Climbing to the third-floor, stairs pale from wear, still trembling from the a.m.'s interruptus, Joelle finds herself having a hard time, climbing, as if the force of gravity goes up as she does. The party-sounds start around the second landing. Here is Molly Notkin dressed as a crumbling Marx again greeting Joelle at her door with the sort of delighted mock-surprise U.S. hostesses use for greetings. Notkin secures Joelle's veil for her during removal of the beaded coat and poncho, then lifts the veil slightly in a practiced two-finger gesture to deliver a double-cheek kiss that is sour with cigarettes and wine — Joelle never smokes when veiled — asking how Joelle got here and then without waiting for an answer offering her that odd kind of British-Columbian apple juice they'd found they both liked so, and that Joelle at home's abandoned and gone back to the Big Red Soda Water of childhood, which Notkin doesn't know, and still cluelessly considers extra-sweet Canadian juice to be pretty much both her and Joelle's biggest vices. Molly Notkin's the kind of soul you want desperately to be polite to but have to hide it with because she'd be mortified if she suspected you were ever just being polite to her about anything.

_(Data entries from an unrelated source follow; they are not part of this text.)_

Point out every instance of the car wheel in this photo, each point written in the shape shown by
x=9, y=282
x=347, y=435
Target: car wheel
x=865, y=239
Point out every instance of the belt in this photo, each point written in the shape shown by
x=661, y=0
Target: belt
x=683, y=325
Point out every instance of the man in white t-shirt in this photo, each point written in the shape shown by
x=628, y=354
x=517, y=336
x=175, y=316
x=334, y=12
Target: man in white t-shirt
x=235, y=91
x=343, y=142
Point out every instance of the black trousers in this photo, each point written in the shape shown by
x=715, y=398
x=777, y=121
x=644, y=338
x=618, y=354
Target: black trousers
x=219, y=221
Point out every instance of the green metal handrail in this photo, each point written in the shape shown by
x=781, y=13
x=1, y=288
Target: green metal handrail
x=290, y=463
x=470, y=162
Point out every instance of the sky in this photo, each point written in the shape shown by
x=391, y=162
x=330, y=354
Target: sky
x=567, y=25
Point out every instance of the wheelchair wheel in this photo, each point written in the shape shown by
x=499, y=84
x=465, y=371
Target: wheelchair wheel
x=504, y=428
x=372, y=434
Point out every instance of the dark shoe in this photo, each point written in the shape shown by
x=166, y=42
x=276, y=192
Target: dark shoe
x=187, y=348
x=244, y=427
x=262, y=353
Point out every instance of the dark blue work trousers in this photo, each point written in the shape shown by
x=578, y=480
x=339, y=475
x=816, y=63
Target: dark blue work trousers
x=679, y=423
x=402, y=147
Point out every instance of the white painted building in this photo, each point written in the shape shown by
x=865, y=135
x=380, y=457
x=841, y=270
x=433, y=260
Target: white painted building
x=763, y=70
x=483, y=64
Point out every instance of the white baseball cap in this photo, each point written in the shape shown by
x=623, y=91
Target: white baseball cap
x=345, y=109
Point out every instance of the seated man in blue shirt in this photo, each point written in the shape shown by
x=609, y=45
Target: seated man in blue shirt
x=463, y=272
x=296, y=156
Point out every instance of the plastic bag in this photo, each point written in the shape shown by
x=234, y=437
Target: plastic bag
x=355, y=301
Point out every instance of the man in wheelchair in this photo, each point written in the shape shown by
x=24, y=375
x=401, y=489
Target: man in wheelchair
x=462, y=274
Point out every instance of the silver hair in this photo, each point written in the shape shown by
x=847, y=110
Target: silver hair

Joelle makes a get-out~of-here gesture. 'The really really good kind?’
'The kind that looks muddy it's so fresh.’
'Where'd you get it this late this far east?’
'The kind you just about have to strain it's so fresh.’
The living room is full and hot, campy mambo playing, walls still the same off-white but all the trim now a confectioner's rich brown. Or plus there's wine, Joelle sees, a whole assortment on the old sideboard it took three men with cigars in gray jumpsuits to get up the stairs when they got it, an assortment of bottles of different shapes and dim colors and different levels of what's inside. Molly Notkin has one dirty-nailed hand on Joelle's arm and one on the head of a chair of Maya Deren brooding avant-gardedly in vivid spun-glass polymers, and is telling Joelle about her Orals in a party's near-shout that will leave her hoarse well before this big one's sad end.